Place based philanthropy

Deepening Impact By Adding A Local Focus

Original contribution by Catherine Crystal Foster, CEO, Magnify Community for Giving Compass. Article available here.

 

Giving locally offers a powerful opportunity to deepen impact, test scalable interventions, increase accountability, and facilitate engagement to make giving more rewarding.

When making philanthropic decisions, donors face a dizzying array of choices in selecting issues, strategies, and organizations to support. Geographic focus adds yet another choice to make. In turbulent times like these, we at Magnify Community often encounter donors who are intensely activated on issues related to immigration, climate, and civic engagement, and turn to prominent national organizations or those in distant hot spots, where the issue seems particularly pressing. Perhaps they travelled overseas or encountered a passionate advocate for education or health access in another place, where poverty seems more dire.

We applaud giving driven by those passions. We also guide donors to consider deepening their impact on the issues that motivate them by looking to organizations and communities in their backyards that are addressing or are impacted by those same challenges. For almost every issue that sparks a response at the national – or even international — level, there is some local reflection of that issue.

"And by giving locally, a donor can become more engaged, build greater empathy, ensure greater accountability (because of the visibility of the program and proximity of the leadership), and potentially have more leverage with the size of the gift that they make. All this amplifies the donor’s impact."

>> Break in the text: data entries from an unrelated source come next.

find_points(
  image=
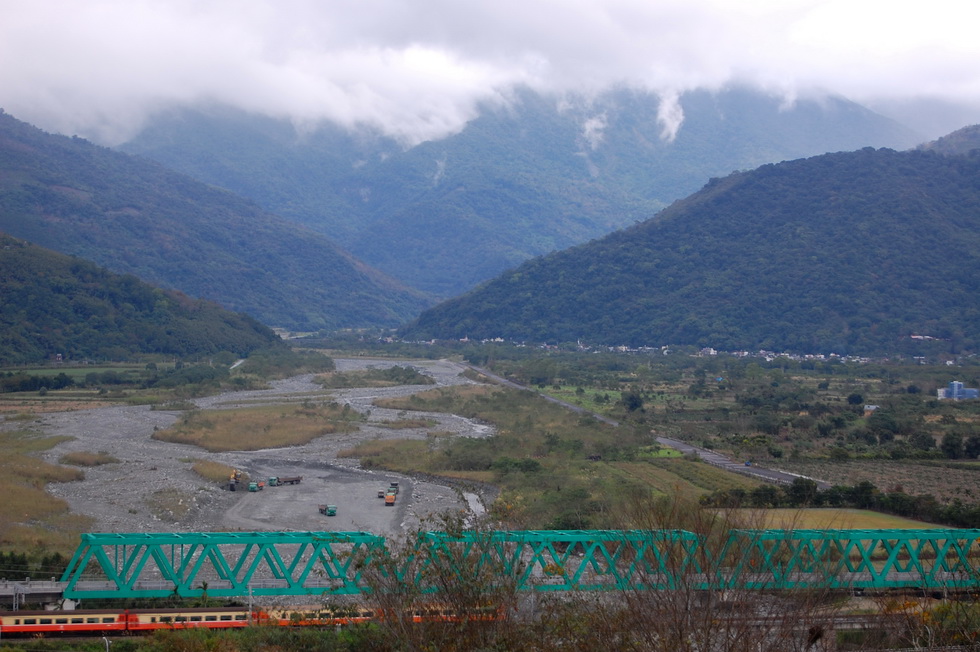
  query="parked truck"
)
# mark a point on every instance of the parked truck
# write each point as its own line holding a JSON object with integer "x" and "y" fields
{"x": 278, "y": 481}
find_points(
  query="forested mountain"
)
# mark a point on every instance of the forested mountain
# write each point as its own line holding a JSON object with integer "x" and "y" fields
{"x": 848, "y": 253}
{"x": 55, "y": 304}
{"x": 540, "y": 174}
{"x": 961, "y": 141}
{"x": 135, "y": 216}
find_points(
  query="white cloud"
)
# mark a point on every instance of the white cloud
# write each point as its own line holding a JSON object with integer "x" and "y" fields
{"x": 418, "y": 69}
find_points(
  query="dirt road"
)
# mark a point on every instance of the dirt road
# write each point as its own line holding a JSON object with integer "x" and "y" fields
{"x": 153, "y": 488}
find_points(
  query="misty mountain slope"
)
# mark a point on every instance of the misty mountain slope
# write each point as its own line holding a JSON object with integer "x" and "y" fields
{"x": 539, "y": 175}
{"x": 55, "y": 304}
{"x": 961, "y": 141}
{"x": 848, "y": 253}
{"x": 135, "y": 216}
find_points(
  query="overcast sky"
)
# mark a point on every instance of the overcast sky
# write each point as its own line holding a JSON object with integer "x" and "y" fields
{"x": 418, "y": 68}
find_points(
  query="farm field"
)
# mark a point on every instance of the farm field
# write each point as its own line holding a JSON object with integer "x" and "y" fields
{"x": 826, "y": 519}
{"x": 946, "y": 481}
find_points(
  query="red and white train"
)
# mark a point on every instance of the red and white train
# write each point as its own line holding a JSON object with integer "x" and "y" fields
{"x": 105, "y": 621}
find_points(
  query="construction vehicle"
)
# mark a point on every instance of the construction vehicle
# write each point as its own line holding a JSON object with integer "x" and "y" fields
{"x": 276, "y": 481}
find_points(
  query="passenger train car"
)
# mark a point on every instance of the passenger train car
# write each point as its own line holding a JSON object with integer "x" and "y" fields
{"x": 105, "y": 621}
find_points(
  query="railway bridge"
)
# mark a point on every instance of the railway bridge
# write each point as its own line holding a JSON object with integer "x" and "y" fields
{"x": 238, "y": 564}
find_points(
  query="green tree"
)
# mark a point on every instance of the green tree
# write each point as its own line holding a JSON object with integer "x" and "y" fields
{"x": 952, "y": 445}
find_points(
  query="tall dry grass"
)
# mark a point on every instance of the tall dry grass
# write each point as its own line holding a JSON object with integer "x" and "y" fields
{"x": 255, "y": 428}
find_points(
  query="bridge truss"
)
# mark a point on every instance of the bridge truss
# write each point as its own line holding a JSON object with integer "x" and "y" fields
{"x": 352, "y": 563}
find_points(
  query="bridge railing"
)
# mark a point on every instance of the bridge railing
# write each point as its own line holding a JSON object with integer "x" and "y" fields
{"x": 353, "y": 563}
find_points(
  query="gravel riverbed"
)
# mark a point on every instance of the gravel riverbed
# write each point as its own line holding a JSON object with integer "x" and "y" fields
{"x": 154, "y": 489}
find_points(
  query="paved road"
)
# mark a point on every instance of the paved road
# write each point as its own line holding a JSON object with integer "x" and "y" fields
{"x": 709, "y": 456}
{"x": 723, "y": 462}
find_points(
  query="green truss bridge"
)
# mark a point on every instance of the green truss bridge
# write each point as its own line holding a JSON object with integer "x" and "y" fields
{"x": 353, "y": 563}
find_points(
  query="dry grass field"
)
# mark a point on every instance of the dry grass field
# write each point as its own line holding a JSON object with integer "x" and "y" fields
{"x": 944, "y": 480}
{"x": 30, "y": 518}
{"x": 826, "y": 519}
{"x": 256, "y": 428}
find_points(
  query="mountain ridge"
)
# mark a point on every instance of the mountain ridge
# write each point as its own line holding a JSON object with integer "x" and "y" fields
{"x": 136, "y": 216}
{"x": 539, "y": 174}
{"x": 850, "y": 253}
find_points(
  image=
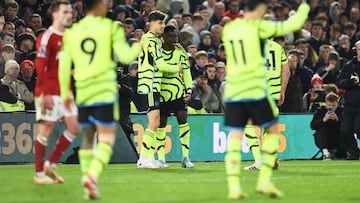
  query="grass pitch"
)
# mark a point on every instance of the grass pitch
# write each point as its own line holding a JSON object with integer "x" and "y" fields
{"x": 301, "y": 181}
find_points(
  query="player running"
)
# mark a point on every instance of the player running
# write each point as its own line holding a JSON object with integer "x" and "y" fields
{"x": 48, "y": 103}
{"x": 89, "y": 47}
{"x": 246, "y": 94}
{"x": 175, "y": 93}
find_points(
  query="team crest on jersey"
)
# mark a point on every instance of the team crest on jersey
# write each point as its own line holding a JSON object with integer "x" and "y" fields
{"x": 42, "y": 51}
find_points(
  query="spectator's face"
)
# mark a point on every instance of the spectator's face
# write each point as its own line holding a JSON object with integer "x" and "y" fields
{"x": 324, "y": 53}
{"x": 157, "y": 26}
{"x": 220, "y": 72}
{"x": 329, "y": 104}
{"x": 9, "y": 40}
{"x": 36, "y": 23}
{"x": 344, "y": 43}
{"x": 316, "y": 31}
{"x": 206, "y": 40}
{"x": 9, "y": 28}
{"x": 201, "y": 61}
{"x": 216, "y": 33}
{"x": 234, "y": 7}
{"x": 11, "y": 13}
{"x": 2, "y": 23}
{"x": 192, "y": 51}
{"x": 64, "y": 15}
{"x": 292, "y": 61}
{"x": 358, "y": 51}
{"x": 187, "y": 20}
{"x": 28, "y": 71}
{"x": 128, "y": 28}
{"x": 8, "y": 55}
{"x": 211, "y": 72}
{"x": 12, "y": 72}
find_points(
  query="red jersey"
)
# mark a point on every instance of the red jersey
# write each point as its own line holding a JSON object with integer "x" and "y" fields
{"x": 48, "y": 46}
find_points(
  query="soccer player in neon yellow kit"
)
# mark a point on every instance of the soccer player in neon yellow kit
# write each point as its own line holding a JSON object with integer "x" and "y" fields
{"x": 89, "y": 47}
{"x": 151, "y": 66}
{"x": 278, "y": 76}
{"x": 246, "y": 94}
{"x": 175, "y": 93}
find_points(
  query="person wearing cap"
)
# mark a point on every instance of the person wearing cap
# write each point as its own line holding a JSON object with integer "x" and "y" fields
{"x": 7, "y": 52}
{"x": 349, "y": 80}
{"x": 315, "y": 97}
{"x": 27, "y": 69}
{"x": 16, "y": 87}
{"x": 200, "y": 89}
{"x": 25, "y": 44}
{"x": 331, "y": 70}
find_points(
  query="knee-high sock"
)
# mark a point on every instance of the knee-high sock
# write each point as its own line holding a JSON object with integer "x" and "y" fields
{"x": 40, "y": 145}
{"x": 160, "y": 143}
{"x": 268, "y": 157}
{"x": 252, "y": 142}
{"x": 184, "y": 139}
{"x": 101, "y": 158}
{"x": 232, "y": 163}
{"x": 148, "y": 147}
{"x": 85, "y": 158}
{"x": 61, "y": 146}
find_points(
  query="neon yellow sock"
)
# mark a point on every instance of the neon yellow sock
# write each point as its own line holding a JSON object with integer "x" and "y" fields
{"x": 252, "y": 141}
{"x": 160, "y": 143}
{"x": 268, "y": 157}
{"x": 148, "y": 143}
{"x": 85, "y": 157}
{"x": 101, "y": 158}
{"x": 184, "y": 132}
{"x": 232, "y": 163}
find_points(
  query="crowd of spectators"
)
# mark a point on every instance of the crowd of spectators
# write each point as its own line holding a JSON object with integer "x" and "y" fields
{"x": 320, "y": 49}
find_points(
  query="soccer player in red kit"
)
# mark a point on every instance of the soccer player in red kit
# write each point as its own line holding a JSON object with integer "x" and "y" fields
{"x": 48, "y": 103}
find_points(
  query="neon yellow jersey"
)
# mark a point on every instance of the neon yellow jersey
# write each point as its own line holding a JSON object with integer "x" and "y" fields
{"x": 151, "y": 64}
{"x": 89, "y": 46}
{"x": 275, "y": 58}
{"x": 245, "y": 53}
{"x": 174, "y": 85}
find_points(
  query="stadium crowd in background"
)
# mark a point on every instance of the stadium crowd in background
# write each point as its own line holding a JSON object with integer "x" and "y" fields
{"x": 323, "y": 46}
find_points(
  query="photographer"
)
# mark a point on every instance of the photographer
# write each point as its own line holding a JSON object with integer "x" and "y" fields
{"x": 326, "y": 123}
{"x": 349, "y": 80}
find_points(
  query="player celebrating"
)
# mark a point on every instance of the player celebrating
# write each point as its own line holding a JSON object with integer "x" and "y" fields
{"x": 151, "y": 66}
{"x": 246, "y": 90}
{"x": 278, "y": 77}
{"x": 89, "y": 47}
{"x": 49, "y": 106}
{"x": 175, "y": 92}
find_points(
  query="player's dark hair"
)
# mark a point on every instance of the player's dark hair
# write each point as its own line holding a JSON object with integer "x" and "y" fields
{"x": 156, "y": 15}
{"x": 252, "y": 4}
{"x": 169, "y": 28}
{"x": 90, "y": 4}
{"x": 55, "y": 5}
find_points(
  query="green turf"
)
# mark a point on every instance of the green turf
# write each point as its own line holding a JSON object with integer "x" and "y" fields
{"x": 301, "y": 181}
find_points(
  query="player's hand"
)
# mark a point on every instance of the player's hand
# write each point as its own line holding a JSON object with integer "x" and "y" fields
{"x": 180, "y": 68}
{"x": 282, "y": 99}
{"x": 48, "y": 102}
{"x": 67, "y": 103}
{"x": 178, "y": 45}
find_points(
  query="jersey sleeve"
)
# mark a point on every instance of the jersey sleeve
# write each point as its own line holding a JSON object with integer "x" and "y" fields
{"x": 186, "y": 71}
{"x": 283, "y": 57}
{"x": 65, "y": 63}
{"x": 268, "y": 29}
{"x": 156, "y": 53}
{"x": 122, "y": 49}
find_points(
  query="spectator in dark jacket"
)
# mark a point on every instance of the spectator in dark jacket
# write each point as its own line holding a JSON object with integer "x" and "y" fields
{"x": 326, "y": 123}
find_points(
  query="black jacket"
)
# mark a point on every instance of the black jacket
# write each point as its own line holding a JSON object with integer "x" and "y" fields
{"x": 352, "y": 91}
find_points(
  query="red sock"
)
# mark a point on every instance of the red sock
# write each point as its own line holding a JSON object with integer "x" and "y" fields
{"x": 61, "y": 146}
{"x": 40, "y": 151}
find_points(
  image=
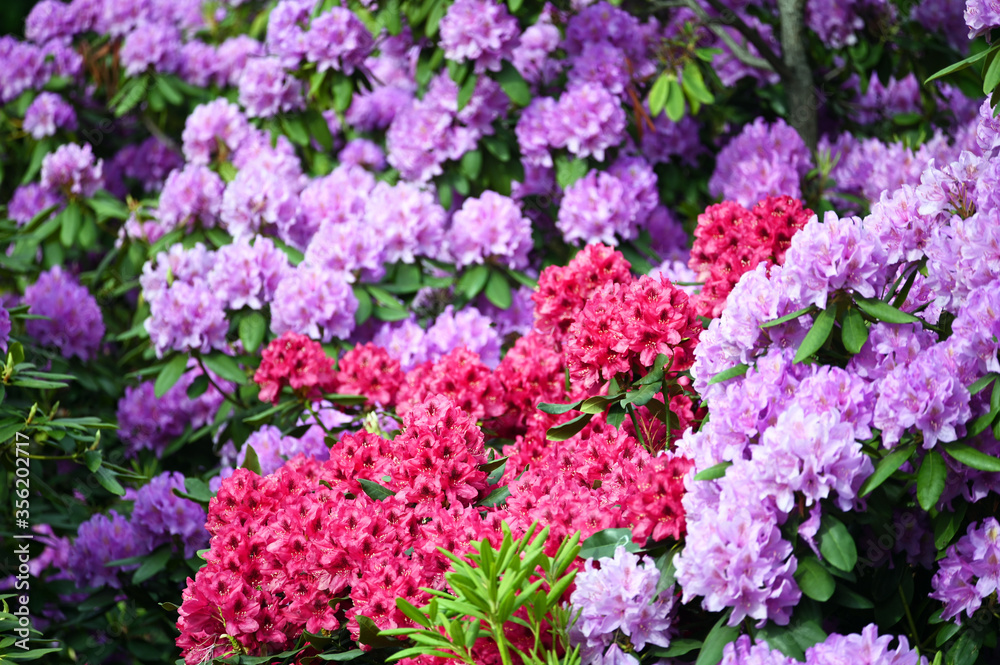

Addressing Big Issues in Your Backyard

For those across the country spurred to action by news from our southern border, or by the plight of undocumented youth, there are numerous national nonprofits addressing immigration policy and making measurable change. There may also be effective local nonprofits providing citizenship assistance, deportation defense, refugee resettlement services, or leadership training for immigrants just across town. While organizations like the ACLU or Human Rights Watch powerfully litigate in federal court to protect the rights of immigrants and refugees or document abuses at federal detention centers, thousands of miles away in our Silicon Valley community, for example, organizations like SIREN or SOMOS Mayfair work tirelessly and effectively on behalf of local immigrants to ensure safety, elevate leadership, engage families, and drive for positive policy change. At the same time that philanthropic dollars at the national level can provide critical support to help move policy, dollars given locally can improve lives and build empathy in a donor’s community today – layering the impact. Seeing the work in action, close at hand, can also create a more nuanced understanding of the issues and the beneficiaries, which makes grantmaking more meaningful and more effective.

Donors seeking ways to promote a healthy democracy for the U.S. as a whole may choose to give at the national level or make political contributions. They can also support local pooled funds for Census outreach – so that everyone counts and is counted – or nonpartisan voter registration through any number of local organizations, including local chapters of the League of Women Voters.

An issue like climate change can seem so staggeringly big to donors that some may assume only large national or global organizations could make a dent. Others assume that climate philanthropy by anyone other than a billionaire seems futile. On the contrary, in addition to the vital giving to organizations addressing national climate policy, ocean stewardship, scientific research, or global industry practices, donors can take meaningful action by giving where they live. And the dollars they give can have real leverage in smaller local organizations. Whether it’s fostering climate resilience in low-income communities, making solar installation more accessible, uniting business and government on sustainability strategies, or educating the next generation of climate leaders, community organizations like Acterra or Sustainable Silicon Valley can move the needle locally and help create replicable models. Acting locally while thinking globally can make an issue as massive as climate change more manageable to address.

"Local work can also serve as a testing ground for approaches that can be improved, adapted, and then scaled. For a donor looking to see change at a national scale, it can be helpful – both for the donor’s own learning, and for development of the most promising models – to fund a localized intervention first, or in addition to nonprofits working much more broadly."

Finally, a local focus can be eye-opening for some who may turn their gaze to challenges in other countries, not realizing that those challenges can also be reflected close to home. Examples include maternal mortalitystudent homelessness, or sexual violence.  Addressing those issues in a meaningful way can include both a wide and a more focused aperture – giving to local nonprofits addressing the issues as well as those making change overseas.

A donor’s geographic focus doesn’t have to be either/or. It can be “yes, and…” A philanthropy portfolio that includes local giving can be more informed, more engaging, and ultimately, higher impact. That’s a result that we all can aspire to achieve.